Following a lengthy public engagement to get a feel for how residents want the recreational cannabis market to look like, council opened an intake window to collect applications from interested businesses. Applicants were asked to lay out how their business would engage with the community and what sort of social benefits they would bring to Tofino.
Four applications were received and that list was whittled down to two frontrunners during June 10’s regular council meeting where Daylight Cannabis Company and West Coast Cannabis Store were each rewarded for solid applications. Council directed their staff to advise the neighbours around each proposed businesses’ location that the district plans to approve a retail cannabis store nearby.
Daylight Cannabis Company plans to set up shop at 671 Industrial Way. The company’s application received accolades for its location away from local schools and parks as well as its stated promise that the business would provide up to nine units of staff housing.
Daylight also committed to covering the cost of two Tofino Volunteer Fire Department members’ on-call stipends on an ongoing basis and promised its staff would ask each customer at the point of sale to donate to a community fund to help local organizations.
West Coast Cannabis Store plans to operate at 1182 Pacific Rim Highway above Live to Surf in Tofino’s Outside Break complex. The company’s application stated it would set up an ‘Employee Housing Fund’ to subsidize the monthly rent for full and part-time employees and ensure no staff members pay more than $700 a month for a one-bedroom unit or $500 a month for shared accommodation. The company also committed to participate in Surfrider Pacific Rim’s Ocean Friendly Business Campaign, contribute annual Ecosystem Service Fees to support Tribal Parks and establish a bursary for local artists.
Both cannabis companies committed to paying their employees a living wage, identified at $20.11 an hour by the Clayoquot Biosphere Trust.
The last hurdle for Daylight Cannabis Company and West Coast Cannabis Store will be to officially receive a Temporary Use Permit from council and that decision is expected to be made in July. Those permits would last three years, after which each business will need to show how closely they adhered to the promises made in their applications before council decides whether to let them continue operating.
Under Tofino’s current retail cannabis policy, council had the option of approving up to three applications but chose to roll ahead with just two, rejecting applications from Tuff Leaf and Prairie Records. The rejection of Tuff Leaf occurred without discussion, but Prairie Records Chief Commercial Officer Adam Coates had presented a renewed pitch to council as a delegation earlier in the meeting that caused them to pause on rejecting the company.
Coates said that the company had renamed its proposed Tofino operation Pacific Records and planned to operate in Tofino’s downtown core at 150 Fourth Street.
“Part of the purpose of the Cannabis Act was to remove cannabis from the black market and take it out of the shadows,” he said. “Pushing cannabis stores into industrial or, kind of, hidden areas furthers the stigma associated with cannabis and really keeps it in the shadows as something that is a taboo or a not-good-for-you product.”

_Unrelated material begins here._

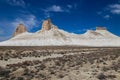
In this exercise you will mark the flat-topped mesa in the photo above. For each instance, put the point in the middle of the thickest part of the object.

He added all employees would be paid, at minimum, the living wage set by the CBT and that the company would bake a surcharge into its pricing to ensure a portion of every dollar that came into the store would be donated back to the community, estimating the annual contribution to be around $25,000.
Coun. Britt Chalmers said Coates’ presentation had changed her opinion of the company’s application and asked if council could reconsider approving a third store.
“It explained a lot of things that I wasn’t happy with in the original proposal,” she said.
Tofino’s Manager of Corporate Services Elyse Goatcher-Bergmann cautioned council against considering new information that had not been presented during the application process.
“Now having received a delegation, yes, you have new information in front of you to help you make those decisions, but just keep in mind what’s been submitted has been reviewed by staff, what was talked about here today has not been reviewed by staff,” she said.
Coun. Duncan McMaster went to bat for the newly named Pacific Records, suggesting the company’s experience operating in other communities should be considered.
“We’ve deliberated, some would say procrastinated, over this cannabis retail business for a long time and to ignore the group that has the most experience in retail business, I think, is wrong,” he said.
With mayor Josie Osborne absent from the meeting and councillors Andrea McQuade and Al Anderson both recusing themselves due to conflicts of interest, the decision came down to councillors McMaster, Baert, Chalmers and acting mayor Tom Stere. McMaster was the only vote in opposition to council’s 3-1 decision to reject Prairie Records’ application.
After the meeting, Goatcher-Bergman explained that the district is no longer receiving cannabis retail applications and does not have another intake period scheduled to consider a potential third shop.